Nvidia Shatters Records Again: $68B Quarter Confirms AI Infrastructure Boom Has No Ceiling

Nvidia’s fiscal Q4 2026 results posted record revenue of $68.1 billion (up 73% year-over-year) as data center demand from AI hyperscalers obliterated analyst estimates and Q1 guidance of $78B silenced AI bubble fears.

Nvidia delivered another seismic earnings report Wednesday, posting fiscal fourth-quarter revenue of $68.13 billion, a 73% jump from the same period a year ago, obliterating Wall Street estimates and erasing any remaining doubt about the durability of the AI infrastructure buildout. Markets rallied Thursday as investors digested numbers that turned AI capex fatigue fears into noise.

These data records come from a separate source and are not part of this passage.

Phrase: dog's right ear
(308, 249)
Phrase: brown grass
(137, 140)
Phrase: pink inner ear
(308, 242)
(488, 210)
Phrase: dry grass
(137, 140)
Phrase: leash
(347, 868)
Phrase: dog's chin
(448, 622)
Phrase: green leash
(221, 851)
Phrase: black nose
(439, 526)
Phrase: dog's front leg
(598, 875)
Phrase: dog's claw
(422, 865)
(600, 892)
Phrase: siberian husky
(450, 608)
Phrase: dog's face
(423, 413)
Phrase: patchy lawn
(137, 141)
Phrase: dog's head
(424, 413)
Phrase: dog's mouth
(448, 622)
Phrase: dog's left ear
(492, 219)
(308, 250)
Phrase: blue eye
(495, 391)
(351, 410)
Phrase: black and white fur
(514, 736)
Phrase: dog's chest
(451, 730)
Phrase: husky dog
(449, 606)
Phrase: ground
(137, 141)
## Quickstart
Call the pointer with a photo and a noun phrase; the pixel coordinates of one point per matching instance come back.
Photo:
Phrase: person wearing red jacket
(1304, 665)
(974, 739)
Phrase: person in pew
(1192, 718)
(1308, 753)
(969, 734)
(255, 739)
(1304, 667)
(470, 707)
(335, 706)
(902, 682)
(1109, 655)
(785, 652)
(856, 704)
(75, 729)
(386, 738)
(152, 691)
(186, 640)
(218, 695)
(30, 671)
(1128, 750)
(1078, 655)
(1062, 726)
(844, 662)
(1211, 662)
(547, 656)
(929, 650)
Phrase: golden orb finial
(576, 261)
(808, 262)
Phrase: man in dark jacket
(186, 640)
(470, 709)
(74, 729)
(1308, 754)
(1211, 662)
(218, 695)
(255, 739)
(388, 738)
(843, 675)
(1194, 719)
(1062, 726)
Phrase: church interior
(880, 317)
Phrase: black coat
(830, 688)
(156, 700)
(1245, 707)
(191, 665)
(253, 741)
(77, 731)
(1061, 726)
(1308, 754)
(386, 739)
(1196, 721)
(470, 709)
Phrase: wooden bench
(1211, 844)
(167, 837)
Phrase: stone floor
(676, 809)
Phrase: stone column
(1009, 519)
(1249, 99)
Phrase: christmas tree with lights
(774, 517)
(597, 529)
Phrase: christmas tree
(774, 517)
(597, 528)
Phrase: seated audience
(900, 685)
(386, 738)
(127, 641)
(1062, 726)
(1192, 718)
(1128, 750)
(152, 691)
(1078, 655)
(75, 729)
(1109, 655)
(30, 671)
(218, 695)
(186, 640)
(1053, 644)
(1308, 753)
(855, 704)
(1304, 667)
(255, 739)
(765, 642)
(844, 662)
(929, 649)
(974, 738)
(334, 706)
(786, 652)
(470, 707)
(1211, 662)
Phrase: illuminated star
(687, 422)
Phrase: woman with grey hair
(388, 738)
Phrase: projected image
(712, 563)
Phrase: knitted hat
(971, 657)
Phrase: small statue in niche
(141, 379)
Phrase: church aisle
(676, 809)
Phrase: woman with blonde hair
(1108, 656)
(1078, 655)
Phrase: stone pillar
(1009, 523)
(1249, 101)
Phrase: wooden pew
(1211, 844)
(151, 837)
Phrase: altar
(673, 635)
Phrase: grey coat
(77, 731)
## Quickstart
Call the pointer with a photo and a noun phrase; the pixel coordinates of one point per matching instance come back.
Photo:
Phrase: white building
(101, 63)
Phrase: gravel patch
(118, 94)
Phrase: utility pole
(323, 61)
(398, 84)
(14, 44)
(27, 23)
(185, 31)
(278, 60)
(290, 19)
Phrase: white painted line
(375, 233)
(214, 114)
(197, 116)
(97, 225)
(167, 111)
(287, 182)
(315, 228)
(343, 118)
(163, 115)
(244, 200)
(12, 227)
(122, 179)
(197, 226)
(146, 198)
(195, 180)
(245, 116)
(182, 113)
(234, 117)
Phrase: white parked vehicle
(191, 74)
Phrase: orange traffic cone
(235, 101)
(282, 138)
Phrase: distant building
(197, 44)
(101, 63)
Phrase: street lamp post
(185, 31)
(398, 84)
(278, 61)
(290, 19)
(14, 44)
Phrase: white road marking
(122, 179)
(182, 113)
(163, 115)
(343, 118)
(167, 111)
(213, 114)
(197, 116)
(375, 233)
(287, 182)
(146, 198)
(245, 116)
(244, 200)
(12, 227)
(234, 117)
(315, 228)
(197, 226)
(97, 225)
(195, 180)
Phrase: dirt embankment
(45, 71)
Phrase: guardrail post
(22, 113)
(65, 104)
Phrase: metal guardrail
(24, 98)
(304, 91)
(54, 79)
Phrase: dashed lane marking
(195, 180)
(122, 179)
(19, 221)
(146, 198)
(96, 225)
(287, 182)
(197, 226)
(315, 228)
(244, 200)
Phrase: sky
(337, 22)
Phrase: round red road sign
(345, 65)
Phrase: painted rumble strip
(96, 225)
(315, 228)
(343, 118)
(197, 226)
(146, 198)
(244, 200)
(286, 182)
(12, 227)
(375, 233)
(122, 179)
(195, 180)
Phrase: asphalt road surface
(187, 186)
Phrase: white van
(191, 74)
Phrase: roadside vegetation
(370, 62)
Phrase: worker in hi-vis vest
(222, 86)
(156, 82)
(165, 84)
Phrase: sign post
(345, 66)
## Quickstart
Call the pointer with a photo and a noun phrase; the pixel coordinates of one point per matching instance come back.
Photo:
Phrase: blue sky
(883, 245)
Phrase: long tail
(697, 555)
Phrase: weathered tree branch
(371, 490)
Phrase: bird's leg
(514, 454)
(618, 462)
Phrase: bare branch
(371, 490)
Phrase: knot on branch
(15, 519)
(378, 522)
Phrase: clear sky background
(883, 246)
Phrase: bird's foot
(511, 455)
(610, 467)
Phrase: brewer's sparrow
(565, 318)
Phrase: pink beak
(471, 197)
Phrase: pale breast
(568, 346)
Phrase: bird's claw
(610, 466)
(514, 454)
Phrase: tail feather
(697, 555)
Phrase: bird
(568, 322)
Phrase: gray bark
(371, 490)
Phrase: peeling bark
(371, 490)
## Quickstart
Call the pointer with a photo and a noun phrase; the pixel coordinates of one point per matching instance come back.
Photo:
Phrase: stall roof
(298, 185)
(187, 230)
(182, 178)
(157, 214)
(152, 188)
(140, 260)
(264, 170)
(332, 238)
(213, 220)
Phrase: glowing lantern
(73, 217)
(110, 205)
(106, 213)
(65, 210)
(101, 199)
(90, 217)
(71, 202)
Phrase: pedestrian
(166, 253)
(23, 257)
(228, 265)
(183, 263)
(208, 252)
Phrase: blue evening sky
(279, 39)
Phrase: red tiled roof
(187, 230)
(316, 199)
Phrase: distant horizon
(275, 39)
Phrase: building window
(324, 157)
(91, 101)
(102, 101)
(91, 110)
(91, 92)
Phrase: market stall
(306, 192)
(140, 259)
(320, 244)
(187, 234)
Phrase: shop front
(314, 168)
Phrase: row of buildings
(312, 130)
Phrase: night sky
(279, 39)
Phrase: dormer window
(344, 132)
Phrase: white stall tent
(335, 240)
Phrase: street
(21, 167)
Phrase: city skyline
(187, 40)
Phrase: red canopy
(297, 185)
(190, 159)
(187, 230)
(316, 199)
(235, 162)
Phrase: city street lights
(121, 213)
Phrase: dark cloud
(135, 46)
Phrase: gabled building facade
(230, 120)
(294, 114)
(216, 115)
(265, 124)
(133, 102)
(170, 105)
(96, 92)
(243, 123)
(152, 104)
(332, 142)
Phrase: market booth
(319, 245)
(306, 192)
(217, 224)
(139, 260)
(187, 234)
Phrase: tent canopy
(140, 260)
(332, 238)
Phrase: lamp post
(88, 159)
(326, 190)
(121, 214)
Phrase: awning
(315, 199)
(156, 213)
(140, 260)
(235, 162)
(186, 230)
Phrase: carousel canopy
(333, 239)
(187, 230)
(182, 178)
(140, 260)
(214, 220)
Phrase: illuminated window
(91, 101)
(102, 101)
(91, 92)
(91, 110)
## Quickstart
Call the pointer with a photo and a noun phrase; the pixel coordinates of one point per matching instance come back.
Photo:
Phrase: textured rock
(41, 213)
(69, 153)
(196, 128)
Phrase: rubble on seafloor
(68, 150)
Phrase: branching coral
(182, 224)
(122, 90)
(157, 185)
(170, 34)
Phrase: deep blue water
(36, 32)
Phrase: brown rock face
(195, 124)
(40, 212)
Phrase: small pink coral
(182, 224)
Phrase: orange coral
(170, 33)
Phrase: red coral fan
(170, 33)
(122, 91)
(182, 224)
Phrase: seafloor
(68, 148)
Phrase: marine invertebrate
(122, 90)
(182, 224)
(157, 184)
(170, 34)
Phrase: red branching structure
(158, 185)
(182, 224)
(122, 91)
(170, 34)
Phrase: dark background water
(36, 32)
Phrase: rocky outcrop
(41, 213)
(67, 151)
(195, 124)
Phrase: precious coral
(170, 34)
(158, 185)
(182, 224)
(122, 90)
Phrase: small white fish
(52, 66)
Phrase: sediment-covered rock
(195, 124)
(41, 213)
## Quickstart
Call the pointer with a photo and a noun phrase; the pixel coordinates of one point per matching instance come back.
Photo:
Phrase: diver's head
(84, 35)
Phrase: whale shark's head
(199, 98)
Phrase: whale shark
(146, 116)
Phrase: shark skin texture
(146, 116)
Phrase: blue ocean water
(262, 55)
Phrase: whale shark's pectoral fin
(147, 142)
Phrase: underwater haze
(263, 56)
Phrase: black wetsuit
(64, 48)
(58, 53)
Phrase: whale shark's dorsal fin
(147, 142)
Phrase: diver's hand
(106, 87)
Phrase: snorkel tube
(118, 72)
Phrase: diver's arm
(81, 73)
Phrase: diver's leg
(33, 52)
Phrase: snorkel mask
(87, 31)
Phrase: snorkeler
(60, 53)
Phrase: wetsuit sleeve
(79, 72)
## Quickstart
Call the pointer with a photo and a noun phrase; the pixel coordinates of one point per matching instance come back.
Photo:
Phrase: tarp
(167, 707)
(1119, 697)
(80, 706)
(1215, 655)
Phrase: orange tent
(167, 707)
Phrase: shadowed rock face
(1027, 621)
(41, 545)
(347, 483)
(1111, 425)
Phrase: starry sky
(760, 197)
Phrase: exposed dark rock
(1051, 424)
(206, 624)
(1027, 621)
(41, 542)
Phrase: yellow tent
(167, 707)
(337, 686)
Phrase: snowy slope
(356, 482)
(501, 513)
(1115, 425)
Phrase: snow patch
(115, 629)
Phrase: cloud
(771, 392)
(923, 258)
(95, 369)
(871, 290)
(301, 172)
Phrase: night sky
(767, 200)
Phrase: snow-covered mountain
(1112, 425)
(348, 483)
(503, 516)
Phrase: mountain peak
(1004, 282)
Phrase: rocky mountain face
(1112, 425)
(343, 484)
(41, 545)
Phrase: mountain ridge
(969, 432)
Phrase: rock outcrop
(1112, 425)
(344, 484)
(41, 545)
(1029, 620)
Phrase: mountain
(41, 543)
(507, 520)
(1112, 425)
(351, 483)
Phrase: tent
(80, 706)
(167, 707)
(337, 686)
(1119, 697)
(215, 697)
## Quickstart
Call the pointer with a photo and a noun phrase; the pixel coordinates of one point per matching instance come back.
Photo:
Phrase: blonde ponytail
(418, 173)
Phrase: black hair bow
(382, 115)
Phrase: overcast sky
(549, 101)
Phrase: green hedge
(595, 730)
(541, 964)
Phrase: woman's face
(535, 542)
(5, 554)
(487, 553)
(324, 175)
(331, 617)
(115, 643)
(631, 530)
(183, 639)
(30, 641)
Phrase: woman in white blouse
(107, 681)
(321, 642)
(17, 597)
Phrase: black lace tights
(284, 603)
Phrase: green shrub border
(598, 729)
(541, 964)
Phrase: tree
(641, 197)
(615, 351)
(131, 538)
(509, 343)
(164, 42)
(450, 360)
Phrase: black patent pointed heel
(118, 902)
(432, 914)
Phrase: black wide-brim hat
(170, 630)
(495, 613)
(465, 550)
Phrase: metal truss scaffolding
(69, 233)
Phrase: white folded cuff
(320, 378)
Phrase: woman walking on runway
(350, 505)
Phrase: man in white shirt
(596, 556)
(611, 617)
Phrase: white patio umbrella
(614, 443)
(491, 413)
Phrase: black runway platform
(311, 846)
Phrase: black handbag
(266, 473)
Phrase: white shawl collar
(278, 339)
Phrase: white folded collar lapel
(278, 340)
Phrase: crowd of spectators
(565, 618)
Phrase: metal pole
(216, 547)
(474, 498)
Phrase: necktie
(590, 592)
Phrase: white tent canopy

The Numbers That Rewrote the Record Books

The headline figures were staggering even by Nvidia’s own recent standards. Adjusted earnings per share came in at $1.62, beating the $1.53 consensus. Revenue beat estimates of $66.21 billion by nearly $2 billion. Net income almost doubled year-over-year to $43 billion.

The most significant signal was inside the data center division, which now accounts for over 91% of Nvidia’s total revenue. Data center revenue reached $62.3 billion for the quarter, a 75% year-over-year increase, beating the Street’s $60.69 billion forecast. The concentration of the business in AI compute is now so complete that Nvidia is effectively a pure-play AI infrastructure company wearing a GPU brand.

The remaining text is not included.